Menurut pengamat perkotaan, Yayat Supriyatna, model rumah mobil kurang cocok menjadi tempat tinggal jangka panjang di Indonesia. Mobil rumah ini lebih cocok sebagai hunian rekreatif.
"Bukan (solusi). Konsepnya itu konsep rekreatif dan tren ke depannya jika suatu saat orang berubah pemikiran, nggak perlu punya anak atau istri, yang penting punya mobil, mau rumah mobil, bisa terjadi," ungkap Yayat.
Dia melihat ke depannya mungkin saja anak muda memilih untuk melajang hingga akhir hayat. Jika keputusan hidupnya seperti itu didukung dengan pekerjaannya yang bisa dilakukan dengan jarak jauh, memilih hidup dengan rumah mobil atau campervan itu baru memungkinkan.
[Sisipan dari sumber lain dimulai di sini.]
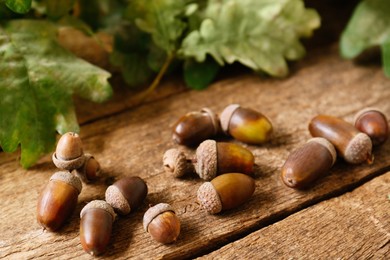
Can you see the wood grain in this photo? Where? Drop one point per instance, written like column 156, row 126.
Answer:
column 132, row 142
column 353, row 226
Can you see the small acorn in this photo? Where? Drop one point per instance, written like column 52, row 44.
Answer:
column 161, row 222
column 69, row 152
column 226, row 191
column 308, row 163
column 90, row 170
column 372, row 122
column 195, row 127
column 126, row 194
column 246, row 125
column 351, row 144
column 58, row 200
column 96, row 222
column 212, row 158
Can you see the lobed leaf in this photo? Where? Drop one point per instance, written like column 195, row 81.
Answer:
column 162, row 19
column 38, row 80
column 369, row 26
column 261, row 34
column 19, row 6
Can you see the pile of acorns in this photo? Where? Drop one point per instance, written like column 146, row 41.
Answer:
column 58, row 200
column 227, row 168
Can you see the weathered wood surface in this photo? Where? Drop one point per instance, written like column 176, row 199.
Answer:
column 132, row 142
column 355, row 225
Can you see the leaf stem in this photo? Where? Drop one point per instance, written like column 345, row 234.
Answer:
column 157, row 79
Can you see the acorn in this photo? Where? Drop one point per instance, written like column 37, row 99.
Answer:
column 90, row 171
column 226, row 191
column 58, row 200
column 96, row 222
column 308, row 163
column 246, row 125
column 351, row 144
column 195, row 127
column 212, row 158
column 161, row 222
column 69, row 152
column 126, row 194
column 372, row 122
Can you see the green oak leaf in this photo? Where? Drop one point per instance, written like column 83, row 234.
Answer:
column 38, row 79
column 19, row 6
column 369, row 26
column 163, row 19
column 261, row 34
column 58, row 8
column 199, row 75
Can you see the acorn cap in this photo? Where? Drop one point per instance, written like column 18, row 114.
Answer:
column 82, row 171
column 226, row 115
column 328, row 145
column 68, row 164
column 209, row 199
column 98, row 204
column 206, row 160
column 214, row 119
column 365, row 110
column 359, row 149
column 175, row 162
column 154, row 211
column 116, row 199
column 69, row 146
column 68, row 178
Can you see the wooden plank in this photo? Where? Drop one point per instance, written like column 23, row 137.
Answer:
column 353, row 226
column 133, row 142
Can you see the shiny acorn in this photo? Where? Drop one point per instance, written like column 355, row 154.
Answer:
column 351, row 144
column 58, row 200
column 161, row 222
column 126, row 194
column 69, row 152
column 90, row 171
column 212, row 158
column 308, row 163
column 96, row 222
column 226, row 191
column 246, row 125
column 372, row 122
column 195, row 127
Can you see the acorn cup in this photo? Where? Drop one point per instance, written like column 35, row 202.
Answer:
column 351, row 144
column 372, row 122
column 212, row 159
column 246, row 125
column 69, row 152
column 226, row 191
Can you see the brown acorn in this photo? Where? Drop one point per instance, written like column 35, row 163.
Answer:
column 373, row 122
column 96, row 222
column 226, row 191
column 195, row 127
column 212, row 158
column 161, row 222
column 69, row 152
column 246, row 125
column 58, row 200
column 351, row 144
column 308, row 163
column 126, row 194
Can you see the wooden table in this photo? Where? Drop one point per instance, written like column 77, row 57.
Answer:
column 344, row 215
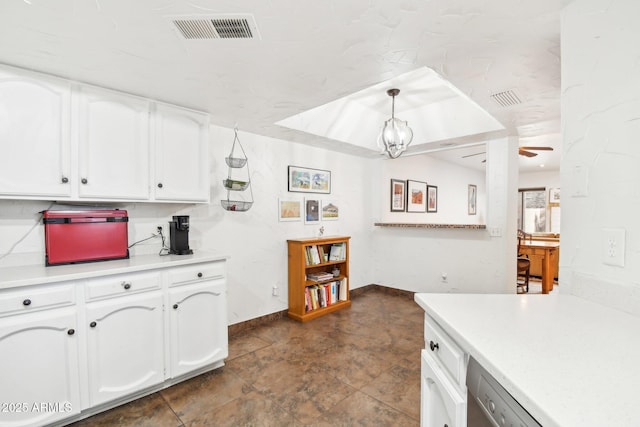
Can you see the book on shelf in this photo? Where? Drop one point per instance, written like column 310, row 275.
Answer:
column 312, row 255
column 319, row 276
column 307, row 300
column 337, row 252
column 343, row 290
column 334, row 292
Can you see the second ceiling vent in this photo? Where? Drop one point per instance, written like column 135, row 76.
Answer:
column 209, row 27
column 507, row 98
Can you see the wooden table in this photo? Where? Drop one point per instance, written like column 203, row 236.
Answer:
column 548, row 252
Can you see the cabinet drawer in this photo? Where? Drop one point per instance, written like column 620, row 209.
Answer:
column 445, row 350
column 122, row 284
column 199, row 272
column 33, row 298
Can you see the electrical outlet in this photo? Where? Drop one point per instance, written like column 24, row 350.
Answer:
column 613, row 246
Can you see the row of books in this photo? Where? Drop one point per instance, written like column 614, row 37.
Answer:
column 325, row 294
column 317, row 254
column 320, row 276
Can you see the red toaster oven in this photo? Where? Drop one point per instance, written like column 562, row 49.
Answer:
column 85, row 236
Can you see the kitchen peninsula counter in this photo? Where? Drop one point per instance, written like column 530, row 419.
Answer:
column 567, row 361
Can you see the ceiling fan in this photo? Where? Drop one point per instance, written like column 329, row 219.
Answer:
column 527, row 151
column 523, row 151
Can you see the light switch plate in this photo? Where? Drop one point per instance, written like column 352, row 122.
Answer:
column 613, row 246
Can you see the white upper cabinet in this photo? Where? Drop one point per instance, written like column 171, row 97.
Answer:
column 76, row 142
column 34, row 136
column 112, row 134
column 181, row 144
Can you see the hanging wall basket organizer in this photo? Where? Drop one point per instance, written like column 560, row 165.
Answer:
column 238, row 165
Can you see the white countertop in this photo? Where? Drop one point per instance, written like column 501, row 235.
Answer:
column 568, row 361
column 26, row 275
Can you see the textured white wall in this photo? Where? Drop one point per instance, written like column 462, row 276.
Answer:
column 452, row 181
column 601, row 133
column 255, row 240
column 414, row 259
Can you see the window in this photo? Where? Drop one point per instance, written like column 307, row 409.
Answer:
column 532, row 210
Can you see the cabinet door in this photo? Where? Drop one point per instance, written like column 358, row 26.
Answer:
column 182, row 160
column 198, row 324
column 34, row 136
column 125, row 345
column 441, row 402
column 113, row 145
column 39, row 370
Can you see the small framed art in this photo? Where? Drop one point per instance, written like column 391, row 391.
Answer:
column 311, row 211
column 416, row 196
column 398, row 195
column 307, row 180
column 289, row 210
column 432, row 198
column 330, row 211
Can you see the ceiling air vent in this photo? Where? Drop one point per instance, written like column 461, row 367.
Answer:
column 506, row 98
column 216, row 27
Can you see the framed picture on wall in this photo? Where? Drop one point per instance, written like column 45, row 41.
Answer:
column 398, row 195
column 289, row 210
column 416, row 196
column 307, row 180
column 311, row 211
column 330, row 211
column 473, row 199
column 432, row 198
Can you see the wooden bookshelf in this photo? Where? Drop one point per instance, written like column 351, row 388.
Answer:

Namun, dia menegaskan untuk tinggal di rumah mobil tidak bisa untuk semua kalangan. Meski harganya lebih murah daripada rumah konvensional seperti rumah tapak, apartemen, dan lahan kosong tetapi Indonesia juga memiliki kebudayaan yang mengikat diantara masyarakat.
"Karena sampai kapan orang hidup di jalan? Kita belum sampai ke sana. Orang di Indonesia masih ada ikatan silahturahmi atau kultural. Rumah juga status," ujarnya.
Kebiasaan masyarakat di Indonesia sendiri jauh dari individualisme. Masih ada tuntutan kepada anak untuk menikah secepatnya, memiliki perekonomian yang mapan, hingga keinginan hidup di tempat tinggal yang layak.
Daripada rumah mobil, Yayat mengatakan lebih baik memilih rumah sewa untuk mengatasi rumah mahal dan keterbatasan lahan di kota-kota besar di Indonesia.
"Pilihan. Kalau kekurangan orang lebih milih rumah sewa. Di Cina pilih apartemen ribuan pintu. Pilihannya yah rumah sewa. Campervan itu proporsinya tidak banyak. Hanya untuk masyarakat yang mapan dan dinamis," katanya.
Selain itu, pengadaan rumah mobil juga tidak menjadikan hunian ini rumah legal. Pajak yang dikenakan untuk campervan hanya pajak kendaraan bermotor sebagai mobil wisata.
"Belum (rumah legal) kecuali legal dalam status hukum saja bagi kepemilikan kendaraan, bukan tempat tinggal karena rumah kan ada pajak bumi dan bangunannya," tegasnya.
Tren bisa saja merubah pikiran beberapa orang untuk bersenang-senang tinggal di rumah mobil atau campervan, tetapi itu perlu didukung dengan prasarana dan sarana yang memadai.
"Amerika didukung dengan konsep kontinentalnya dengan negara dengan daratan yang luas. Berpindah ke negara lain yang luas. Jaringan tol infrastruktur antar negara bagus," kata Yayat.
Pengadaan tren rumah mobil atau campervan dibanding menjadi pilihan pengganti rumah yang mahal, lebih efektif sebagai alternatif tempat penginapan pengganti hotel yang sifatnya rekreatif yang bisa menggerakkan perekonomian negara.
"Tren itu bisa terjadi asal ada dinamika. Jadi orang akan membandingkan. Apakah saya akan memilih itu ketika nilai properti makin mahal, makin tidak terjangkau? Mendingan saya punya itu. Tinggal bagaimana saya merawat mobil rumah tersebut. Nantinya akan memunculkan bisnis-bisnis baru. Perawatan rumah mobil, masuk ke bengkel. Pembersihan, perawatan, dan sebagainya," pungkasnya.